Respirou fundo, tentando dizer a si mesmo que deveria ficar calmo, que era apenas um problema a ser resolvido. Devia controlar sua frustração do mesmo jeito quando havia um problema no seu trabalho, tentando pensar que aquilo era apenas algo que dera errado mas era apenas um problema temporário.

 

Precisava pensar assim. Tinha de pensar desse modo e manter a calma.

 

Histeria não ia ajudar seu filho. Tinha de pensar que aquilo significava apenas uma alternativa a menos.

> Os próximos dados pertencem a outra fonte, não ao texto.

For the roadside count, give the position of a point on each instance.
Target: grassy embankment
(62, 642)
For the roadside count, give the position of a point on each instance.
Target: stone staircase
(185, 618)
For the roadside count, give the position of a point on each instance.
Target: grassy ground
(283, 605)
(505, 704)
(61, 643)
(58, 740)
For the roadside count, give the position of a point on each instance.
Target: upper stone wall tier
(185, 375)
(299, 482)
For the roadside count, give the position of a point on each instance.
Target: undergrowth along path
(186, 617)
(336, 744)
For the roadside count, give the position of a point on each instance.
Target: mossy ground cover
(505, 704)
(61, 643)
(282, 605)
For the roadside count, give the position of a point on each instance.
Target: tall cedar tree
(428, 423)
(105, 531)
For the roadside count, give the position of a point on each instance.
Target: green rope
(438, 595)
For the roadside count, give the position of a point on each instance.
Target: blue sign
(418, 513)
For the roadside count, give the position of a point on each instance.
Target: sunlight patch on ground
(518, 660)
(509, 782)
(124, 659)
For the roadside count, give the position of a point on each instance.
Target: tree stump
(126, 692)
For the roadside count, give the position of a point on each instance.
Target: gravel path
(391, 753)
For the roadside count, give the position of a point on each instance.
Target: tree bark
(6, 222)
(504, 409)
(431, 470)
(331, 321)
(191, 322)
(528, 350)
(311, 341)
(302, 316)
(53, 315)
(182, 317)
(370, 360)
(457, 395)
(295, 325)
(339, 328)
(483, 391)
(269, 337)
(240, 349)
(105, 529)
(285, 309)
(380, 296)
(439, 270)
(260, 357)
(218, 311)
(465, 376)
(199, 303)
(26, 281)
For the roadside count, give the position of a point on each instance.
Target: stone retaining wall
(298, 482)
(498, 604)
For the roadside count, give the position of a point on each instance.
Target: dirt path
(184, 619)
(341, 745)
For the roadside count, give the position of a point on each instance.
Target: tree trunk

Na verdade era isso que as circunstâncias significavam.

 

Mas, ao contrário de seus negócios, o caso era muito grave. Significava uma esperança a menos.

 

Os últimos exames de Adam mostravam que os remédios não surtiam os efeitos esperados. Os médicos apelariam para novas alternativas. O problema era que não havia muitas opções.  

 

Não houvera melhora. Jin tinha esperanças de que Adam pudesse sair do hospital. Esperança irracional de cura rápida, mas que as últimas notícias fizeram o trabalho de abalar.

 

“Eu preciso me acalmar... ele não pode me ver desse jeito.”

 

Ficou alguns segundos sentado, esperando um pouco de calma. Queria entrar no quarto para ver seu filho, mas não poderia faze-lo desse jeito. Não com aquela cara.

 

Todos os dias passava longas horas lhe fazendo companhia, mas se ele o visse assim, acabaria lhe fazendo perguntas.

 

Adam não precisava daquele estresse. Temia que a notícia pudesse abala-lo, prejudicar ainda mais o seu tratamento.

 

Então decidiu que seu filho não precisava saber.

 

Não seria a primeira vez. Já se calara por outras duas.

 

Não gostava da idéia de esconder a situação, mas temia as conseqüências. E se Adam entrasse em depressão? Aquilo o faria definhar mais rápido.

 

Aquilo poderia matá-lo.  

 

Esconder era o que tinha a fazer. Infelizmente era preciso. Tinha de protegê-lo e assim o faria, mesmo que significasse mentir.

 

Mentir era o menor preço a pagar pela vida dele. Assim seria.